My blog is a teenage girl.

Here’s the thing about teenage girls: you don’t know what you’re going to get day to day, because they don’t know how they’re going to feel/be/act day to day. It’s the right of a teenage girl. I know. I used to be one. Teenage is hard. Teenage is up and down and sideways. Teenage is universal.

The past two months have felt like teenage girl syndrome here on the blog. I finished my first half marathon at the end of May and discovered I didn’t fall in love with running. I’d expected to. I’d expected that fitness would become a huge part of my life. It hasn’t.

I like fitness and exercise, but it isn’t consuming my life like it was the first six months of this year. So it just doesn’t make a molehill of sense to keep a fitness section on this website. That, along with a hard look at the big picture, means you can expect some more changes in the coming weeks.

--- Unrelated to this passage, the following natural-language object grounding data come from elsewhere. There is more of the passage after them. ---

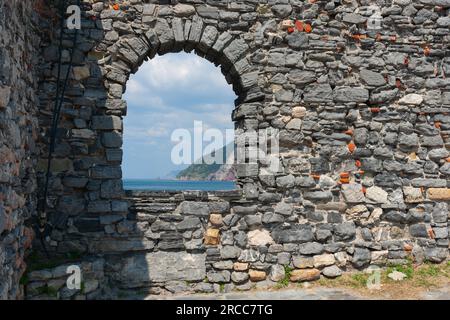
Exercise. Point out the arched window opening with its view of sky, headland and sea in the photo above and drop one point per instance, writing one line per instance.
(178, 132)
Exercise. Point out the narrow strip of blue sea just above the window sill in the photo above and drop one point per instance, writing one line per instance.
(177, 185)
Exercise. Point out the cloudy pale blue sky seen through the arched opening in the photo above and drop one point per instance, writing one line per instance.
(170, 92)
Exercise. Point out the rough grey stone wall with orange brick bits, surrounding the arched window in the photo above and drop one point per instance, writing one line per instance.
(364, 126)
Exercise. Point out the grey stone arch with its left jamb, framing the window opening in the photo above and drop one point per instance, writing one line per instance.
(188, 32)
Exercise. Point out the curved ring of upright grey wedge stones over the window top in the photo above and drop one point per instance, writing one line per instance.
(228, 51)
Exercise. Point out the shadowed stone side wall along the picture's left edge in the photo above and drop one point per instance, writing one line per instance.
(19, 56)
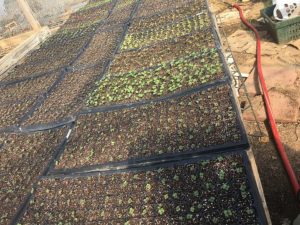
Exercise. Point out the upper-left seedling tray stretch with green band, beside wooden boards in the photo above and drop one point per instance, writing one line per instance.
(62, 48)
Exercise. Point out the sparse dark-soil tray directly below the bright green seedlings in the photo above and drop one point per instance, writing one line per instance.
(193, 122)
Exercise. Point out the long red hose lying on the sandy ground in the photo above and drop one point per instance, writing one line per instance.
(279, 145)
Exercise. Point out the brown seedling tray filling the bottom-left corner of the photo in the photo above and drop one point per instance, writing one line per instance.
(23, 159)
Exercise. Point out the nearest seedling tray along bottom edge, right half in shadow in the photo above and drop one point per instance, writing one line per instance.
(212, 190)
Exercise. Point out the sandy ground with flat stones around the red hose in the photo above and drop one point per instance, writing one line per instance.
(281, 65)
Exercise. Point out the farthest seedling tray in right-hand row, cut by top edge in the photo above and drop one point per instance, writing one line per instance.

I’m frustrated, of course. I want PNW Rancher to be perfect, and I want it to be perfect yesterday. But it’s not, and I appreciate y’all sticking through these teenage years.

Adapting to Change

We all do it. Even those of us who shy away from it, we adapt to change. I used to thrive on change. I probably still do. It’s just hidden behind my homebody tendencies and my narrowed focus on the things I like to do – riding, ranching, fitness, writing…shocking revelations, I know.

When I moved 1,500 miles from the only home I’d ever known to a place I’d never been, it was a big change. While we’re stating the obvious, it was scary. I didn’t know a single person here, had only talked to my interview committee one time on the phone and that first afternoon when I was unloading my car? Some guy tried to persuade me to go home with him.

I unpacked my car like I was the Flintstones running their wooden-wheeled car down the road and then locked myself in my apartment. It was an amazing first night in my new digs.

But I adapted. I learned to like it. Then I learned to love it.

It hit me tonight as I was driving home, one hand crooked over the steering wheel, humming along to Loretta Lynn, that I wasn’t paying one whit of attention to where I was going. I’ve become so comfortable on these winding, narrow roads that I can belt out bad renditions of Coal Miner’s Daughter, forget to turn on my windshield wipers and swoosh right on by the guardrails that stand six inches off the fog line without flinching.

We all adapt to change. Which is good, because we’ve all got challenges and changes waiting for us around the next curve on these roads we’re traveling.